Monday, June 24, 2002

In Fights Over .Com Names, Trademark Owners Usually Win
Researchers analyzing an arbitration system set up to resolve disputes over Internet addresses have found that decisions made through the system have substantially broadened the rights of trademark holders in cyberspace.

The study represents one of the first attempts to examine the circumstances and outcome of more than 3,800 disputes handled by online arbitration procedures established in 1999 by the private corporation that manages the Internet's address system.

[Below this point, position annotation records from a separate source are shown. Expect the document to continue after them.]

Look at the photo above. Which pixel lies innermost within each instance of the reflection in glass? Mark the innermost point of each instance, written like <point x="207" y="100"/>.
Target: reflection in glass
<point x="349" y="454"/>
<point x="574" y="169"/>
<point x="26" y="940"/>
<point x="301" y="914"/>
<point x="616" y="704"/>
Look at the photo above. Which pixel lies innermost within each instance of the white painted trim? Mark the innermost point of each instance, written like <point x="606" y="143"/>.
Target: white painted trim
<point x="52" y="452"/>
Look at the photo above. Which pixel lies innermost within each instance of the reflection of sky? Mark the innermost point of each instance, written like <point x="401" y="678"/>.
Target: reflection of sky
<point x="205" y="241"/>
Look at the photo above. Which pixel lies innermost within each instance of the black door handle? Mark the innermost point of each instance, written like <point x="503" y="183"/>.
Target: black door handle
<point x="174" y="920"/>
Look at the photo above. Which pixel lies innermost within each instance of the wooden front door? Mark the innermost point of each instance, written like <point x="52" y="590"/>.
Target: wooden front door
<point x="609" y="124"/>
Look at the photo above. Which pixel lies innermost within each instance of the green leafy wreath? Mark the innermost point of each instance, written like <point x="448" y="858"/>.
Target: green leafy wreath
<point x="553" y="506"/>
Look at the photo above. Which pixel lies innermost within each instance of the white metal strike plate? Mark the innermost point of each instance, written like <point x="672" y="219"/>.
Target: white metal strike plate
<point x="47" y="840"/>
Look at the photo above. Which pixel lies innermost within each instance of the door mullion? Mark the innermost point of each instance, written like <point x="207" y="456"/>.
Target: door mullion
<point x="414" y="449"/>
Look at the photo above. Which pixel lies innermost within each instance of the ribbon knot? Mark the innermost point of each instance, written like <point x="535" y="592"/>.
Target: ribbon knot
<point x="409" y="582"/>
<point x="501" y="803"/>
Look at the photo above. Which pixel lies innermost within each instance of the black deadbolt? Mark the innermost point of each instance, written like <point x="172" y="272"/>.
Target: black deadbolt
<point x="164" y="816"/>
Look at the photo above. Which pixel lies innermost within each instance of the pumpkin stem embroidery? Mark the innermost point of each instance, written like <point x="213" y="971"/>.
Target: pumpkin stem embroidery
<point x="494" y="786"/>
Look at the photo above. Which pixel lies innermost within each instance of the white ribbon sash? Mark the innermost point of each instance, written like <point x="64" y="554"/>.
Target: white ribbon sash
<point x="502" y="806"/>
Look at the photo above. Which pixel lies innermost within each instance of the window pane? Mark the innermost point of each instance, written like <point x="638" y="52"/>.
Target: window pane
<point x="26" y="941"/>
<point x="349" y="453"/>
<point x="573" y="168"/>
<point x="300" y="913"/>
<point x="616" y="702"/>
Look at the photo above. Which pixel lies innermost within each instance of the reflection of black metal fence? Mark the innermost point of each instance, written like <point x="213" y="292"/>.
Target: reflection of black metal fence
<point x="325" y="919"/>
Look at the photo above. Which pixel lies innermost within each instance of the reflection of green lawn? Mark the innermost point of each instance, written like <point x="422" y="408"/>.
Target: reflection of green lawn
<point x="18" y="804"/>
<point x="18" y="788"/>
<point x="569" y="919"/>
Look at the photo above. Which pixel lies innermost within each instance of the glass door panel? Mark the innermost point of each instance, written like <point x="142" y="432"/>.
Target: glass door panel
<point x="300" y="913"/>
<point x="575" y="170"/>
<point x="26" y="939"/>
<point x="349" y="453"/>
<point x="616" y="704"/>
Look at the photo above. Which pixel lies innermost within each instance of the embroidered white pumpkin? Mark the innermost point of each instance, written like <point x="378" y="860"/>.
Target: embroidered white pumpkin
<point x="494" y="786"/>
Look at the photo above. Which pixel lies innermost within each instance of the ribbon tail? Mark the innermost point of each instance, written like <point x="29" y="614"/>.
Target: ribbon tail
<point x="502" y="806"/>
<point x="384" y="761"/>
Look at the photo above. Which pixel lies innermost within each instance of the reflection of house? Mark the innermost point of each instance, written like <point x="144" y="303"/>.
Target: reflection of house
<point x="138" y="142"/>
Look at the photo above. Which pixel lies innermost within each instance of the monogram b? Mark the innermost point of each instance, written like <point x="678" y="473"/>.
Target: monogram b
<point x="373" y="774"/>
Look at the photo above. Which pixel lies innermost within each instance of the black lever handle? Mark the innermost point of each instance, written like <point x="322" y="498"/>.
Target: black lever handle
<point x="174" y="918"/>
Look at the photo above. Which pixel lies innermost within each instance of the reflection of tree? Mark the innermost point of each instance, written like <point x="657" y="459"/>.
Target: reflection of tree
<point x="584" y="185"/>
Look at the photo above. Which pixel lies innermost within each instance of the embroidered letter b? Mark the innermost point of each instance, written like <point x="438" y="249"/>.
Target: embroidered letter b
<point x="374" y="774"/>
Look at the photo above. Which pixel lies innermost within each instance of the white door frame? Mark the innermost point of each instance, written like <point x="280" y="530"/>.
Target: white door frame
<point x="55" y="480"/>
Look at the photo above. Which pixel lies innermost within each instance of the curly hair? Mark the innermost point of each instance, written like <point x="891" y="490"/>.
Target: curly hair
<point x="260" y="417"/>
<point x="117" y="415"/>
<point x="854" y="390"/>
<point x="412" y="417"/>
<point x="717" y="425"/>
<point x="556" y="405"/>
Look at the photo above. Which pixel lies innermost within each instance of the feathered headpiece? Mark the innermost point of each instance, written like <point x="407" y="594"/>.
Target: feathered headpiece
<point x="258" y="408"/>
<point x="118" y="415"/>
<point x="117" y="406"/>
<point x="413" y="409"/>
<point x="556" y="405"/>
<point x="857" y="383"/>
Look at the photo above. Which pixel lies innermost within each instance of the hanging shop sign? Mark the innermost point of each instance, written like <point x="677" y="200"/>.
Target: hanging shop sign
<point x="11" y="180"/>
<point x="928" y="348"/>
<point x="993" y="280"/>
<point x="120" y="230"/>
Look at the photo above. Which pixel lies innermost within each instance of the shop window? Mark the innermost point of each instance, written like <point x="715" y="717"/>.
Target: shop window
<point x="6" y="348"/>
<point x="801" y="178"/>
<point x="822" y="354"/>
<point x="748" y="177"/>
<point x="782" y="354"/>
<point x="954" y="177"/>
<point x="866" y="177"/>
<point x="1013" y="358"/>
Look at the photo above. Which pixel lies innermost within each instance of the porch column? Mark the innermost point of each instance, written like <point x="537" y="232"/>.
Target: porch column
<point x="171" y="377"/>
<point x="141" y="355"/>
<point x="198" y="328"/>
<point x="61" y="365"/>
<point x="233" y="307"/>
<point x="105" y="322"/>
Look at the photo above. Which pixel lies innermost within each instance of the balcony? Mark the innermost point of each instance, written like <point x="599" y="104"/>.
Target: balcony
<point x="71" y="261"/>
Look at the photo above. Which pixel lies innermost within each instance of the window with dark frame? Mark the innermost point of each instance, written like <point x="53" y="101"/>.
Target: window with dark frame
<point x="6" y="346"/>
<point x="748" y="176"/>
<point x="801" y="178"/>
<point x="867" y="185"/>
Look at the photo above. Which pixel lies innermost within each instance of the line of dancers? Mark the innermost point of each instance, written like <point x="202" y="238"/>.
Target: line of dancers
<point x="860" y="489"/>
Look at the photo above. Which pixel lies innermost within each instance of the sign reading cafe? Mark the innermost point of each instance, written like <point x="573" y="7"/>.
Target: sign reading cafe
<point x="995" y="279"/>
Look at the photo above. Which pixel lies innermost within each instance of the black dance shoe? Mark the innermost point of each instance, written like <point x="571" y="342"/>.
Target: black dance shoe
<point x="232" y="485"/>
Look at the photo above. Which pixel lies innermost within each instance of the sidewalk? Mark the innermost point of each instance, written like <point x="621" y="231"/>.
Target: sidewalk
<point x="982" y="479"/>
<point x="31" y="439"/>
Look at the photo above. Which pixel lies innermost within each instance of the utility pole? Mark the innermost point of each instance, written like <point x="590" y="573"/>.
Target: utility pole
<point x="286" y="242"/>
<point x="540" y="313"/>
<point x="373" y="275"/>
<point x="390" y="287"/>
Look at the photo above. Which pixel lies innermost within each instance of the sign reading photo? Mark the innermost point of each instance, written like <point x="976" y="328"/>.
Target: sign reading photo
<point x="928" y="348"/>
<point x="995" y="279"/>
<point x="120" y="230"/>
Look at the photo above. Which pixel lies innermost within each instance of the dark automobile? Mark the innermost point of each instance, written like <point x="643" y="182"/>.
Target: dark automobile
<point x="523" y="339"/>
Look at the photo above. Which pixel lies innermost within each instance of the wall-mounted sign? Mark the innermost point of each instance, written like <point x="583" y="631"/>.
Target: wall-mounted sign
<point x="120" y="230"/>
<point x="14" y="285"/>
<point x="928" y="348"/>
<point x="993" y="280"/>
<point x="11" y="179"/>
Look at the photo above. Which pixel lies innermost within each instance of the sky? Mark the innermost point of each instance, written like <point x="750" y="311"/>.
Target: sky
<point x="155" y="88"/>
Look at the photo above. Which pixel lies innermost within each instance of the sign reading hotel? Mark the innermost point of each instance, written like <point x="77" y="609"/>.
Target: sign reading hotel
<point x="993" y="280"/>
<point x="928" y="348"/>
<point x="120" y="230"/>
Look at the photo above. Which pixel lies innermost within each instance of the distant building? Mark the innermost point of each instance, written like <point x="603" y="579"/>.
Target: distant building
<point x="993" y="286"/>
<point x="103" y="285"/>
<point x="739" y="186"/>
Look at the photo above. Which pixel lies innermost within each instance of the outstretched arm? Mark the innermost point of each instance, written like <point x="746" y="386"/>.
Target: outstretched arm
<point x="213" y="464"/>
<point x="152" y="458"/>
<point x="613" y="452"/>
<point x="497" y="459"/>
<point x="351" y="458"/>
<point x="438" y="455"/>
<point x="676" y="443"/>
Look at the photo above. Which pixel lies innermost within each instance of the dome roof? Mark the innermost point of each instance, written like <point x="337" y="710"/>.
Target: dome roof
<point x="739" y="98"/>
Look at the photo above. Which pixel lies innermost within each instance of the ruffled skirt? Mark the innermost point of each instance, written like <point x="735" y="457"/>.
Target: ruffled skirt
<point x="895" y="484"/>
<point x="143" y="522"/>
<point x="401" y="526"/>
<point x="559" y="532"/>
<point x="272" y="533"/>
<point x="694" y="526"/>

The goal of the arbitration system, known as the Uniform Domain Name Dispute Resolution Policy, was to provide an efficient, low-cost alternative to litigation for trademark holders who were trying to obtain the .com equivalent of their trademarks — in many cases, from speculators hoping to sell those names at a profit to deep-pocketed corporations.

Although the researchers concluded that the system had been effective in combating these so-called abusive domain-name registrations, they also found that the system had "tipped the scales too far" in favor of trademark interests.

Milton Mueller, an associate professor at Syracuse University who conducted the study, said that in about 80 percent of the disputes examined, the party that filed the complaint, generally a trademark holder, prevailed. In more than half the cases, the party asked to defend a domain name registration did not bother to respond to the complaint and therefore lost the right to the name.

"That raises procedural and equity questions about the process," he said. "If lots of domain holders feel intimidated or feel it's too expensive to respond, the whole process becomes simply a way for trademark holders to grab domain names."